Embodiment FIG. 3 is a perspective view showing the structure of an embodiment of the adjustment member used in this method. In this example, the cylindrical adjustment member with its upper end closed is used as a fuel assembly (Fig. 4) in the same way as a burnable poison rod (BPR) in a conventional pressurized water reactor.
An example is shown in which the control rod is inserted into the control rod guide tube. Figure 3
As shown in the figure, a cylindrical adjustment member 11 whose lower end is open and whose upper end is closed is attached to a mounting plate 12. This mounting plate 12 is attached to the upper nozzle of the fuel assembly by a fixed handle 13 and passes through the control rod guide tube to the adjustment member 11.
and the plug rod 14 is inserted into the interior of the fuel assembly.

FIG. 4 is an explanatory diagram showing the structure of another embodiment of the adjusting member used in this method. In this embodiment, some of the fuel rods in the fuel assembly are shortened to provide a gap without any fuel rods, and an adjustment member is installed in the gap. As shown in FIG. 4, fuel rods 2 of a pressurized water fuel assembly 20 are bundled into a bundle by a support grid 23.
A part of 2 was shortened, and a cylindrical adjustment member 21 whose upper end was closed was placed above it. In the figure, 24 is an upper nozzle, 25 is a lower nozzle, and 26 is a control rod guide tube.

FIG. 5 is a diagram showing the relationship between local output and multiplication factor change of the adjustment member portion of the fuel assembly shown in FIG. As shown in FIG. 5, the multiplication factor decreases due to the increased output and the vaporized moderator in the adjustment member.

[0019]

Effects of the Invention As explained above, the hollow adjustment member is filled with the liquid moderator when the output is low, and the liquid moderator inside is removed by the vaporized moderator when the output is high. Since it is arranged at the output adjustment position near the rod, the moderator in the adjustment member placed in the high output part is vaporized and removed from the adjustment member, so that the speed is reduced by the moderator. This has the effect of automatically adjusting the local power and flattening the power distribution of the core.

[Brief explanation of drawings]

FIG. 1 is a perspective view showing a simple configuration of an adjustment member used in the present method.
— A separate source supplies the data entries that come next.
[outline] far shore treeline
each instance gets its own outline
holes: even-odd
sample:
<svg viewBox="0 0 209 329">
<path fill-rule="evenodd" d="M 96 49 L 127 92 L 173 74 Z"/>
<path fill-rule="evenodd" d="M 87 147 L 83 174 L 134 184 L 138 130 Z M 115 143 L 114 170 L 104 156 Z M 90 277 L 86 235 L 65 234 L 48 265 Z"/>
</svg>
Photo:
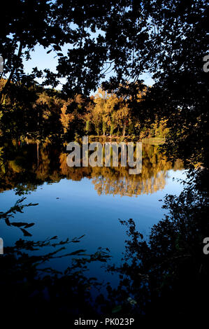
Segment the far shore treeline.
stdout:
<svg viewBox="0 0 209 329">
<path fill-rule="evenodd" d="M 6 83 L 6 79 L 0 80 L 0 91 Z M 24 88 L 27 97 L 15 94 L 4 97 L 1 134 L 15 139 L 57 135 L 69 141 L 87 134 L 131 140 L 154 138 L 163 141 L 169 132 L 166 120 L 157 115 L 152 122 L 149 118 L 140 120 L 136 108 L 131 108 L 131 97 L 127 96 L 129 88 L 127 83 L 127 93 L 120 96 L 117 90 L 110 93 L 99 88 L 94 96 L 76 94 L 67 99 L 59 90 L 36 84 Z M 145 102 L 150 88 L 138 86 L 135 99 L 138 106 Z"/>
</svg>

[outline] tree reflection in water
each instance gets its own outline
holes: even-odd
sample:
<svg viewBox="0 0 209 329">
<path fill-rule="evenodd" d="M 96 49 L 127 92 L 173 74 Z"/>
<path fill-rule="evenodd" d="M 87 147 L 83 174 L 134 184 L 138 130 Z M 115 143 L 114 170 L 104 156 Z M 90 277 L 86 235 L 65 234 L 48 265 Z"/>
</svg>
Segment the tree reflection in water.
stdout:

FIG. 2 is an explanatory view showing the usage state of the adjusting member in FIG. 1, in which figure a shows the state at low output and figure b shows the state at high output.

FIG. 3 is a perspective view showing the configuration of one embodiment of the adjustment member used in the present method.

FIG. 4 is an explanatory diagram showing the configuration of another example of the adjustment member used in the present method.

5 is a diagram showing the relationship between local output and multiplication factor change of the adjustment member portion of the fuel assembly shown in FIG. 4; FIG.

[Explanation of symbols]

1, 11, 21 Adjustment member 2 Liquid moderator

Claims (1)

[Claims] 1. A power distribution adjustment device for a nuclear reactor using a liquid moderator that decelerates neutrons emitted from nuclear fuel at high speed and converts them into thermal neutrons, the inside of which is filled with the liquid moderator at low output. The output of the nuclear reactor is characterized in that a hollow adjustment member is disposed at an output adjustment position near the fuel rods so that the liquid moderator inside is removed by vaporized moderator when the output is high. Distribution automatic adjustment device.